Tanto la tecnología como el francés volvieron a quedar en evidencia
29.11.2020 21:20 de Diego Fuentes Twitter:    Ver lecturas
El VAR es una vergüenza pero no salva a Zidane
Bernabeudigital.com
© foto de Image Sport

La llegada del VAR al universo fútbol se celebraba por los feligreses del deporte rey como la panacea que iba a erradicar los múltiples males de los colegiados, cuyas decisiones son escopeta de feria por mucho que algunos se empeñen en hacerles de parapeto. Con un sinfín de condicionantes en su aplicación, la única realidad que ha arrojado el vídeoarbitraje ha sido la de convertir el balompié en un juego mucho más manipulable de lo que lo era antes. Contar con una herramienta capaz de solventar cualquier tertulia de bar e infrautilizarla a propósito y sin explicación solo se entiende como un deseo por hacer a los árbitros protagonistas, siendo los claros culpables que decantan la balanza hacia uno u otro lado según sus nefastas actuaciones.

¿Cómo se explica que en la sala varios trencillas cuenten con múltiples cámaras para ver simultáneamente todo lo que sucede en el campo y que no se señalase el penalti a Hazard y el tirón de pelo a Marcelo? ¿O cómo es posible que esta supuesta ayuda para acabar con los fallos entre en rojas y no en amarillas cuando pueden ser igual de cruciales para el desarrollo del partido? ¿O que juzgue penaltis y no faltas en el ecuador del campo cuando el cambio de posesión a favor del equipo que ha sufrido la infracción puede suponer una jugada de gol? Y así con miles de acciones que poco a poco van descifrando el devenir y resultado de un encuentro. El VAR ya no engaña a nadie.
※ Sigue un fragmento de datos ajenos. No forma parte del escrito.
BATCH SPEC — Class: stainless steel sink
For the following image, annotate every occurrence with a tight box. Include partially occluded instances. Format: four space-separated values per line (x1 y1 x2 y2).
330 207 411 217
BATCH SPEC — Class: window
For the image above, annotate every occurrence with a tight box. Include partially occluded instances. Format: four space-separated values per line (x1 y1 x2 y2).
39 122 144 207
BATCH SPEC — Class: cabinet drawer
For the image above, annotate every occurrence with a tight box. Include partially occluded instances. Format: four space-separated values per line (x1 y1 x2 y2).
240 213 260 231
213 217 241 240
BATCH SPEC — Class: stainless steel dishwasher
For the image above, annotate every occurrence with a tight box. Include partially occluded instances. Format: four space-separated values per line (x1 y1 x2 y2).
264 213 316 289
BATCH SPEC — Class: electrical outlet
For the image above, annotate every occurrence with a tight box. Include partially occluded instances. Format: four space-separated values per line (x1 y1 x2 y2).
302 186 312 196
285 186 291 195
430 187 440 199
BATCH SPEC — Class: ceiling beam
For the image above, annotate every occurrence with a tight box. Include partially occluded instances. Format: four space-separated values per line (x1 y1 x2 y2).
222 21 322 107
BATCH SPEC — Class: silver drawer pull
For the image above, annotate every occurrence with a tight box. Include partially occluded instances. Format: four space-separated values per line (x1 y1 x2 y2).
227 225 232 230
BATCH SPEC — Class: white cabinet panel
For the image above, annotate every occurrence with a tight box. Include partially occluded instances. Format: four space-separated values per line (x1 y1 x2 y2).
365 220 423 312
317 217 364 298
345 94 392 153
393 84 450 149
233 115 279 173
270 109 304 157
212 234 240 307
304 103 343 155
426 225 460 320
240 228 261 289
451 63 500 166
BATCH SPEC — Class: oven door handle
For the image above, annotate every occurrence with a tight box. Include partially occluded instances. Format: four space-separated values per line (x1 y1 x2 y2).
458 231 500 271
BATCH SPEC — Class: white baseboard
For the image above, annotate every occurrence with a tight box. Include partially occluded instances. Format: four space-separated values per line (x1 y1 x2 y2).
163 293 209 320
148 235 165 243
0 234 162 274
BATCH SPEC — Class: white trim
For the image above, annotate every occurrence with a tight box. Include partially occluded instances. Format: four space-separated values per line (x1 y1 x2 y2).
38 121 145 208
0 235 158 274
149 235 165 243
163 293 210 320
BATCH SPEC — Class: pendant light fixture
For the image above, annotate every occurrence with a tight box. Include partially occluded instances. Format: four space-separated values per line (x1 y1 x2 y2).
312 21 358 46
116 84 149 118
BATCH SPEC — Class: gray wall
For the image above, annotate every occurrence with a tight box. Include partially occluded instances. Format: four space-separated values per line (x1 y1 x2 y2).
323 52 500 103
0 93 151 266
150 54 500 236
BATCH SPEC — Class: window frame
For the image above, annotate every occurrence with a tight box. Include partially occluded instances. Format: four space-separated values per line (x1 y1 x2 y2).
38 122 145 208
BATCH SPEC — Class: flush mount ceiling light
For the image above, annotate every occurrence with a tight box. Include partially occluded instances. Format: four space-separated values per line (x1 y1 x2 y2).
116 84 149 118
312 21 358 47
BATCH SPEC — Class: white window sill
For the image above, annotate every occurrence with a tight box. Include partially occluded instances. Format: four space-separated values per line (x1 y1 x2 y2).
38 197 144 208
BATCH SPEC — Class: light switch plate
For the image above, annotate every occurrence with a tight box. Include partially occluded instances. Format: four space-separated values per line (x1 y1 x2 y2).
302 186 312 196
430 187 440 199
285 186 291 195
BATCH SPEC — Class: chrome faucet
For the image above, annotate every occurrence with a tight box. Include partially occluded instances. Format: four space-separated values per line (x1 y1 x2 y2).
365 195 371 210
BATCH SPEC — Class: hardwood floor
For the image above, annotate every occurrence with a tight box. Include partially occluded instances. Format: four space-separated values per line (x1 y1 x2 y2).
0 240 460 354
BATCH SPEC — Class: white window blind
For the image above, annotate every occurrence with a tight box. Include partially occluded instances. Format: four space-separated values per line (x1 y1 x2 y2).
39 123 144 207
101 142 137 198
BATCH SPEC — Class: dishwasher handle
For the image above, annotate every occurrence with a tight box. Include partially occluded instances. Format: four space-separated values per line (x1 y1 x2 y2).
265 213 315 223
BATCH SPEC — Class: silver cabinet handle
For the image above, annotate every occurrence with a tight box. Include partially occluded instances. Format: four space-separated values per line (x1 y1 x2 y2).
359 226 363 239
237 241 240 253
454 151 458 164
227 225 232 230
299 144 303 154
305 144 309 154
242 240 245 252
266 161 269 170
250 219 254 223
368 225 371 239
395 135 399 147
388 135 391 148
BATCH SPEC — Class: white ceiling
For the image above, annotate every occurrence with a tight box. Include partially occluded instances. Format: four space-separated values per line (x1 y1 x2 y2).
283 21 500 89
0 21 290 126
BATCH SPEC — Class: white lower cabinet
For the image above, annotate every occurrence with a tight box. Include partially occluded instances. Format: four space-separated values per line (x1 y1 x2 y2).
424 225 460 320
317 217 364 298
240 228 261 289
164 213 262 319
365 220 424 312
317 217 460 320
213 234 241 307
Sin embargo, el escándalo arbitral no esconde un nuevo desaguisado de Zinedine Zidane. Aturdido y sin respuesta en el banquillo, cada vez son más los compromisos en los que no es decisivo con sus alineaciones ni con los refrescos que introduce. Pocas son las veces que el Madrid canta bingo por un as que jugó desde la banca, por lo que su influencia en el marcador casi siempre acaba siendo nula y sus fichas se resumen en la calidad de los de corto.

Para más inri, volvió a tener fe en Marcelo, carta que ya se entiende como una forma de subestimar al rival. El brasileño nunca fue un erudito al guardar la ropa, pero ya ni enciende las largas en sus aventuras ofensivas. Ni siquiera le dio la titularidad a Rodrygo, que entró forzado por el K.O. de Hazard cuando venía en avión por su gol en Milán, y sigue ciego con un Asensio que cada día recuerda más a Jesé Rodríguez: mucho ruido y pocas nueces. Si a todo eso se le añade el bajón actual de un Courtois irreconocible, el flagrante error de un Nacho por el que se lanzaban las campanas al vuelo en forma de renovación por dos partidos buenos y un Vinícius que después de tres años sigue sin ser decisivo, el resultado es el que fue. Para colmo, Isco, que esta más fuera que dentro, casi le salva un empate, pero a Zidane se le llevan viendo las costuras desde el Real de las tres Champions.